In [5]:
import spacy

# Load the English and Russian spaCy models
try:
    nlp_en = spacy.load("en_core_web_sm")
except OSError:
    print("Downloading English spaCy model...")
    import subprocess
    subprocess.run(["python", "-m", "spacy", "download", "en_core_web_sm"])
    nlp_en = spacy.load("en_core_web_sm")

try:
    nlp_ru = spacy.load("ru_core_news_sm")
except OSError:
    print("Downloading Russian spaCy model...")
    import subprocess
    subprocess.run(["python", "-m", "spacy", "download", "ru_core_news_sm"])
    nlp_ru = spacy.load("ru_core_news_sm")


def tag_sentence(sentence, language):
    if language == "en":
        doc = nlp_en(sentence)
    elif language == "ru":
        doc = nlp_ru(sentence)
    else:
        raise ValueError("Unsupported language")
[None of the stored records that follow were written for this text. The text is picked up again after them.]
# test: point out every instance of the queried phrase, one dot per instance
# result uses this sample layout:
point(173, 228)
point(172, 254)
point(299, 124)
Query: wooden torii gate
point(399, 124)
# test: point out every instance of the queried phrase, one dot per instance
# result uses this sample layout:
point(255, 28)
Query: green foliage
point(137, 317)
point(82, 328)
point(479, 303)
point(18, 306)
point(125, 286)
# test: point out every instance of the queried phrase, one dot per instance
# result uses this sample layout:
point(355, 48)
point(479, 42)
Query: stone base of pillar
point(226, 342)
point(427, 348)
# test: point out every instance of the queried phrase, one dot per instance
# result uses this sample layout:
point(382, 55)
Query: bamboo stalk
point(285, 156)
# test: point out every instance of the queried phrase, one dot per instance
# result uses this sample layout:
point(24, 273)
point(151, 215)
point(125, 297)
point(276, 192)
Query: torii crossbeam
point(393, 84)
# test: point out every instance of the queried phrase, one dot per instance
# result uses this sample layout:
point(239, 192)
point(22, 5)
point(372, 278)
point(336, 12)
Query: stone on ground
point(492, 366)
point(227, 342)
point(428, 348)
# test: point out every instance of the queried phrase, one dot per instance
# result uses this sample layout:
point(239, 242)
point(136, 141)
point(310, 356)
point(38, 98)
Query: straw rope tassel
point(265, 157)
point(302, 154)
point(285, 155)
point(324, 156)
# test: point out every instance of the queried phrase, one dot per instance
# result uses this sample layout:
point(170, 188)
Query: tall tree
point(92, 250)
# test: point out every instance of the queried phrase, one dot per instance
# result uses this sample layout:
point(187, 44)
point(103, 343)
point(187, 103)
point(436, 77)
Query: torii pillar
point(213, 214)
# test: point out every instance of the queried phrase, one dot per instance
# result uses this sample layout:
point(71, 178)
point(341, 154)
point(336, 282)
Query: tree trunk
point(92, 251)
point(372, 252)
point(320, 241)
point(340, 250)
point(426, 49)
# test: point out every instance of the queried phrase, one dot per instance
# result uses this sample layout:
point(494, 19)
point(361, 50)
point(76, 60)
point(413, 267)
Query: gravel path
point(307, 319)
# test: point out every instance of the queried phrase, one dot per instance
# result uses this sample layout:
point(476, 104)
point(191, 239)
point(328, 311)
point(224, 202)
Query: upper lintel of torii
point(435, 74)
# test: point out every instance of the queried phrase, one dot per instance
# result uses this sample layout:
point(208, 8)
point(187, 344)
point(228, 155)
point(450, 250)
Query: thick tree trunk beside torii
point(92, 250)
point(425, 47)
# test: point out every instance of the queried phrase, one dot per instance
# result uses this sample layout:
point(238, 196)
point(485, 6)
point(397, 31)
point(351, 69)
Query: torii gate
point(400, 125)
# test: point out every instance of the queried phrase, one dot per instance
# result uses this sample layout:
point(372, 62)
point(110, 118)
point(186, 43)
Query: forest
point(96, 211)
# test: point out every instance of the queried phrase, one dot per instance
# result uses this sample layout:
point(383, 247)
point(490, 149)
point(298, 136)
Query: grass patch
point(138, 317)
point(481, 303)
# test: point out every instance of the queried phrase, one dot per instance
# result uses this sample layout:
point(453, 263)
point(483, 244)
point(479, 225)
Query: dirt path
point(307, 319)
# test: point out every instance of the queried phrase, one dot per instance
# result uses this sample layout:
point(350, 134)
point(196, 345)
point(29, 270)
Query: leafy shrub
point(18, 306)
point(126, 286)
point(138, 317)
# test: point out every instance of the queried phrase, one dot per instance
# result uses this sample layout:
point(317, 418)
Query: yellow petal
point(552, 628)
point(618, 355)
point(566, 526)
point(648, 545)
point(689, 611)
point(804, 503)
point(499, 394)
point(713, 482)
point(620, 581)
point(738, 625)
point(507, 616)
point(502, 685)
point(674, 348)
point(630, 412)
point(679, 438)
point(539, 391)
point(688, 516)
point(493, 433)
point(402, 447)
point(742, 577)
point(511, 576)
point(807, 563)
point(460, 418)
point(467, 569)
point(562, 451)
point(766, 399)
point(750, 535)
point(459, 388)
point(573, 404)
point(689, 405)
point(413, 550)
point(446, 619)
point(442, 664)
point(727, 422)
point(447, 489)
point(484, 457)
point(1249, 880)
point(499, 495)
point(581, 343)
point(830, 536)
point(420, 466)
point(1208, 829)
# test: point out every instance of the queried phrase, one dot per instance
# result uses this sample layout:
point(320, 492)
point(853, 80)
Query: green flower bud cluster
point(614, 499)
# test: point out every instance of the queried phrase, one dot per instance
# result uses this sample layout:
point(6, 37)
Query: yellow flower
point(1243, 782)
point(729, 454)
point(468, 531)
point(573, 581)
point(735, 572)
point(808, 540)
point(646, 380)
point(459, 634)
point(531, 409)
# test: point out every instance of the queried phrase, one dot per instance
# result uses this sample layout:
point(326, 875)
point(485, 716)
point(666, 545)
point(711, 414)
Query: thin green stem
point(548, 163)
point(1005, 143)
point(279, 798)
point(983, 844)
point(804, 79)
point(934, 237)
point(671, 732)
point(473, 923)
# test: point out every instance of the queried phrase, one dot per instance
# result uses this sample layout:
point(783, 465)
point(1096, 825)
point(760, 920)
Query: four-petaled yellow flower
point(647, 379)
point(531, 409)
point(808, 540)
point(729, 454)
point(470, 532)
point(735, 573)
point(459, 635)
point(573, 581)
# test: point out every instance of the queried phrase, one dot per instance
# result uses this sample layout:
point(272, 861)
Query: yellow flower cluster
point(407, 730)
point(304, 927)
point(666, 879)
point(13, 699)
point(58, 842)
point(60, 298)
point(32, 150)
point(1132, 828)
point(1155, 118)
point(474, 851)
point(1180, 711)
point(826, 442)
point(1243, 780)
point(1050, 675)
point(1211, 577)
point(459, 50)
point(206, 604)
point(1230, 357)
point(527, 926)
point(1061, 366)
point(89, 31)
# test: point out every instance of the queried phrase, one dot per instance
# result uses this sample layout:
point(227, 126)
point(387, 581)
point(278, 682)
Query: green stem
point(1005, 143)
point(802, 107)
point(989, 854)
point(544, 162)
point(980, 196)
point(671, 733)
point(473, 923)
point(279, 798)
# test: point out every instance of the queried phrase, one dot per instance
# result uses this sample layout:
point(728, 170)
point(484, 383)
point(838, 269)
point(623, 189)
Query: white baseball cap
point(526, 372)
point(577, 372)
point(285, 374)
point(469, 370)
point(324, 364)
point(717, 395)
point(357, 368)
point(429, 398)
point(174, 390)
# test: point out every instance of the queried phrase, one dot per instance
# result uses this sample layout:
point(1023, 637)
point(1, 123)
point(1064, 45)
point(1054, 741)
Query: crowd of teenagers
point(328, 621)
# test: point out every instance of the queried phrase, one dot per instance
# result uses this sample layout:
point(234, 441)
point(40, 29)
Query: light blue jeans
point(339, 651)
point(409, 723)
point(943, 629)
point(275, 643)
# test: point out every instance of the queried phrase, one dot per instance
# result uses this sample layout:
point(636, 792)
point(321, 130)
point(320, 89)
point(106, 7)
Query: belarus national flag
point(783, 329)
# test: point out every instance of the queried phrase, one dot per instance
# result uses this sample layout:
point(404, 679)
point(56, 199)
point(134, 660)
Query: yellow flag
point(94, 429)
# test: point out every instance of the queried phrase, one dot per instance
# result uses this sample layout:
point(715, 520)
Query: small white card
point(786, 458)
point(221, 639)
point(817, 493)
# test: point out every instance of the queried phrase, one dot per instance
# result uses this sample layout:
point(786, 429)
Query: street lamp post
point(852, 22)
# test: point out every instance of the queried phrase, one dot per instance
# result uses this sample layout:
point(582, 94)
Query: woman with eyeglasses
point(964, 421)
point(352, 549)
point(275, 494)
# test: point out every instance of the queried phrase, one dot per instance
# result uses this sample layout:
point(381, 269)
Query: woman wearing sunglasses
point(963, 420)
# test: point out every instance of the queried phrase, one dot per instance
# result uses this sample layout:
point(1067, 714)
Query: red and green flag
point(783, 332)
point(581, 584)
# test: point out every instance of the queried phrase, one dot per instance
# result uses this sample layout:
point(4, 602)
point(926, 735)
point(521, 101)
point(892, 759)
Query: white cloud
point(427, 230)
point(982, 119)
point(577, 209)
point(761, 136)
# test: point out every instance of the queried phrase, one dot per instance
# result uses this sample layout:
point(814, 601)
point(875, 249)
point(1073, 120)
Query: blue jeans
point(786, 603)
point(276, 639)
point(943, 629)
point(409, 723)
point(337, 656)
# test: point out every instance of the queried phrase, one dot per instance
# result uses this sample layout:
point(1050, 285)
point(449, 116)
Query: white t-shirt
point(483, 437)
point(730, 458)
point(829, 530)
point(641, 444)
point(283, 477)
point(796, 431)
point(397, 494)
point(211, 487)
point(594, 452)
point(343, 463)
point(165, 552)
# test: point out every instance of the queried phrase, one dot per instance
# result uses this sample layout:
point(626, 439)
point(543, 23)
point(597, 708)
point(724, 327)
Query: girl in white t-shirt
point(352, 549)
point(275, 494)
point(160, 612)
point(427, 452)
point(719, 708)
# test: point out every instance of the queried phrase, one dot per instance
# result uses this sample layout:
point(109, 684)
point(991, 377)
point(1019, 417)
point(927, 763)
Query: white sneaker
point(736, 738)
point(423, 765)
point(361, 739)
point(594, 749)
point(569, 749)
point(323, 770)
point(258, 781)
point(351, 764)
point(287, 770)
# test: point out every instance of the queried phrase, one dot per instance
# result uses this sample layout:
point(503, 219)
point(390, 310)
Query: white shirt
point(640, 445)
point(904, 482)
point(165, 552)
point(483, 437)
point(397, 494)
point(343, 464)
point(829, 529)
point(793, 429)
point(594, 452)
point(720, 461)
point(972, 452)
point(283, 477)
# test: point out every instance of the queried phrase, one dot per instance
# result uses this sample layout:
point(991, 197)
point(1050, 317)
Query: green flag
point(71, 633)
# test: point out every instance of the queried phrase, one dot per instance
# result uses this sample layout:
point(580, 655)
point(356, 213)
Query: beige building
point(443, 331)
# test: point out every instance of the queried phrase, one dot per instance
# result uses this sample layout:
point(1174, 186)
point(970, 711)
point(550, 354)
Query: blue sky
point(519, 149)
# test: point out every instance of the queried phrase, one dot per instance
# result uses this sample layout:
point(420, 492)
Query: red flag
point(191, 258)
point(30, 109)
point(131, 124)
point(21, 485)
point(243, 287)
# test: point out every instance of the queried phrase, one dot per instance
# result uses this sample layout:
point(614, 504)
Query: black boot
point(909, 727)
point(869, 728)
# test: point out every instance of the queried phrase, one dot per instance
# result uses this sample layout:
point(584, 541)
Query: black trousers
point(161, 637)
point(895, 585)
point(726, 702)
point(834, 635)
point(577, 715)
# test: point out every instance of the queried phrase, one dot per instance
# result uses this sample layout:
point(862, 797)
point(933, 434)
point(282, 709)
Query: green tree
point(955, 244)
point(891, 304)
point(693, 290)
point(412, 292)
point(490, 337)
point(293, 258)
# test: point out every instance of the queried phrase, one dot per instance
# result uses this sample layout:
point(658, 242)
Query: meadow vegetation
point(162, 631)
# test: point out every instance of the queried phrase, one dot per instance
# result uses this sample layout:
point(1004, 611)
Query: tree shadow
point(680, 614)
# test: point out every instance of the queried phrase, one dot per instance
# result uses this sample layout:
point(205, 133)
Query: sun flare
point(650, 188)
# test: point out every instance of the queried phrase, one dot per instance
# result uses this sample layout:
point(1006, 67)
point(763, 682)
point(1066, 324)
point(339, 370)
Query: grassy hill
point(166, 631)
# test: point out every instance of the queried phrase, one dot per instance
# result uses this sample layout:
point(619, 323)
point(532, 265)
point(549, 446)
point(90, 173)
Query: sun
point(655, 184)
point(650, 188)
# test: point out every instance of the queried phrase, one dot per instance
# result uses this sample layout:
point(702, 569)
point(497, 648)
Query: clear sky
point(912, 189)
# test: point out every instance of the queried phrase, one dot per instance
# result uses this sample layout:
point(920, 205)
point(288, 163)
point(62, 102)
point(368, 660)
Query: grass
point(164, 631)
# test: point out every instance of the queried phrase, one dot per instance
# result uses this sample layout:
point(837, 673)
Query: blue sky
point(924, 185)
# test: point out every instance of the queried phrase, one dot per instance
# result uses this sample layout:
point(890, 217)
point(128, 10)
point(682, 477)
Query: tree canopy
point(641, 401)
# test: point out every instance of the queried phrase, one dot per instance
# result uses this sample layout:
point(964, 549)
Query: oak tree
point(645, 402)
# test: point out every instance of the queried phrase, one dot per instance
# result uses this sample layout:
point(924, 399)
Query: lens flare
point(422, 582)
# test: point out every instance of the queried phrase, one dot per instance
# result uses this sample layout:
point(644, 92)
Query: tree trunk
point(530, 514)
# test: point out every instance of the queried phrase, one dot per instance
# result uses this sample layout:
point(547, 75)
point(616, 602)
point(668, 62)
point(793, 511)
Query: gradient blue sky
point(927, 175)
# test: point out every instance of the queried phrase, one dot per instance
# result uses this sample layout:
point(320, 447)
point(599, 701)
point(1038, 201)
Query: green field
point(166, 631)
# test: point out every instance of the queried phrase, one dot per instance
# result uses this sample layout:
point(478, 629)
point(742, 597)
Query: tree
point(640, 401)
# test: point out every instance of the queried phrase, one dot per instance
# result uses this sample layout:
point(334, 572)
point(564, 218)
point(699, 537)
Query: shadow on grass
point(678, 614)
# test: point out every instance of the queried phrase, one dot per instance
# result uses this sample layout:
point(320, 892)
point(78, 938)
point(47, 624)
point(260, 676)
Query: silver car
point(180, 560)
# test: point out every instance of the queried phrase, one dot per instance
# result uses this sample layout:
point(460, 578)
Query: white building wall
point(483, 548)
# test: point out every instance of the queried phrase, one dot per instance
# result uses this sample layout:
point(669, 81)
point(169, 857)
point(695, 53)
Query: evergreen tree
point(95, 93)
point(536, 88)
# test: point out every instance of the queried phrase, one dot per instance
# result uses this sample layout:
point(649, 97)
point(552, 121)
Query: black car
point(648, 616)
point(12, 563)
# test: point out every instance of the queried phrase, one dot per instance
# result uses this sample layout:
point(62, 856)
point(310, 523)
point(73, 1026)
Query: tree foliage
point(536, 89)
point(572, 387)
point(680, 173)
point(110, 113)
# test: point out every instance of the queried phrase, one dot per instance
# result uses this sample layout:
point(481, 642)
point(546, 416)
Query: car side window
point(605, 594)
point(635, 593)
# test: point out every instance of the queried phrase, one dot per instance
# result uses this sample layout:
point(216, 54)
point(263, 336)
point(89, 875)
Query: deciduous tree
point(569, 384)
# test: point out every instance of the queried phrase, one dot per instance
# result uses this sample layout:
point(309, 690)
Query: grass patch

    tagged_words = [(token.text, token.pos_) for token in doc]
    return tagged_words

def process_file(input_filepath, output_filepath, language):
    try:
        with open(input_filepath, "r", encoding="utf-8") as infile, \
                open(output_filepath, "w", encoding="utf-8") as outfile:  # Open output file
            for line in infile:
                sentence = line.strip()
                if sentence:
                    tagged_sentence = tag_sentence(sentence, language)
                    
                    outfile.write(f"{tagged_sentence}\n")
                    
    except FileNotFoundError:
        print(f"Error: File not found at {input_filepath}")
    except Exception as e:
        print(f"An error occurred: {e}")

# Example usage:
english_file = "english.txt"
english_output_file = "english_tagged.txt"  # Output file for English
russian_file = "russian.txt"
russian_output_file = "russian_tagged.txt"  # Output file for Russian

process_file(english_file, english_output_file, "en")
process_file(russian_file, russian_output_file, "ru")

print(f"Tagged English sentences saved to: {english_output_file}")
print(f"Tagged Russian sentences saved to: {russian_output_file}")

Tagged English sentences saved to: english_tagged.txt
Tagged Russian sentences saved to: russian_tagged.txt